Embodied Intelligence (EI) Joint Seminar Presentation

Speaker

Xiaolin Fang & Aditya Agarwal
MIT CSAIL

Host

Tomás Lozano-Pérez
MIT CSAIL

There will be a joint presentation this week by two MIT CSAIL PhD candidates working with Profs. Leslie Kaelbling and Tomás Lozano-Pérez.

Title:  KALM: Keypoint Abstraction using Large Models for Object-Relative Imitation Learning

Presenter:  Xiaolin Fang

Abstract: 
How can robots pick up skills that generalize across diverse objects and environments with few examples, so that we can scale up robot learning to a wide range of tasks? In this talk, I'll introduce KALM, a framework that uses pre-trained vision-language models to automatically generate task-relevant and consistent keypoints, which can be used to guide a diffusion action model. KALM enables robots to learn keypoint-conditioned policies that generalize across object poses, camera views, and new instances with only 5 to 10 demonstrations. I’ll discuss key findings and real-world results that demonstrate how this approach can lead to more scalable and generalizable robot learning.

Bio:
Xiaolin Fang is a PhD candidate at MIT CSAIL, working with Leslie Kaelbling and Tomás Lozano-Pérez on robot learning and planning. With an emphasis on generalization to new goals and novel environments, especially for long-horizon manipulation tasks, she explores approaches that integrate foundation models, generative learning, and structured planning to develop generalizable robot skills. Previously, she has spent time working with Prof. Dieter Fox at NVIDIA Robotics Lab. 

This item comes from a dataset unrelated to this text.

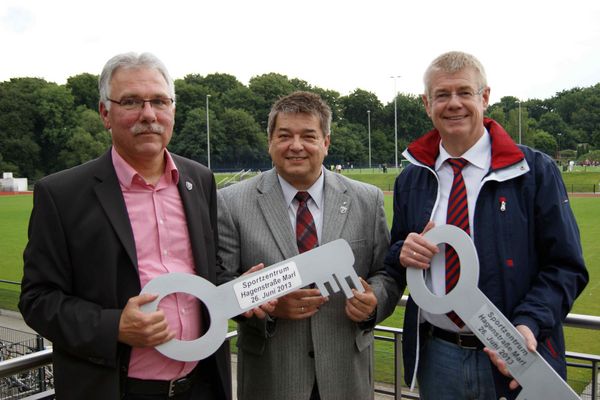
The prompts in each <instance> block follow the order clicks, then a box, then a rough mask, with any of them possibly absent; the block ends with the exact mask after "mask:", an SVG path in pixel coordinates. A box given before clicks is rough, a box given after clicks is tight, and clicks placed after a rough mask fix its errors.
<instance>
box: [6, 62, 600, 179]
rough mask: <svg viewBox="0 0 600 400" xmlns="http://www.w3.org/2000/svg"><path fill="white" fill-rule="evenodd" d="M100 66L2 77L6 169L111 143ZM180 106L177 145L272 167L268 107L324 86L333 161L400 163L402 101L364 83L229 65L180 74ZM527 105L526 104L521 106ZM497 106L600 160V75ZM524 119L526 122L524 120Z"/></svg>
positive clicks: (201, 154) (43, 168)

Title:  How Robots Learn to See — Building open-world 3D scene representations for Robot Perception

Presenter:  Aditya Agarwal 

Abstract
Robots operating in unstructured, everyday environments must be able to perceive and reason about the world beyond what they can directly observe. Achieving robust manipulation in such settings require a rich, complete understanding of complex 3D scenes from sparse and noisy sensory inputs. In this talk, I will introduce SceneComplete, a system that composes general-purpose foundation models for open-world 3D scene completion to support reliable grasping and manipulation. I will highlight the challenges in building such a system for real-world environments and discuss future directions towards general-purpose robotic perception in open-world settings. 

Bio
Aditya Agarwal is a 2nd year PhD candidate at MIT CSAIL, working with professors Leslie Kaelbling and Tomás Lozano-Pérez on robot learning and perception. His research aims to bridge the gap between perception and robot learning to enable general-purpose robot manipulation by integrating foundation models, generative modelling, and representation learning. He has completed his master's from IIIT Hyderabad and has spent time at Mila Institute Canada and Microsoft Research Labs India.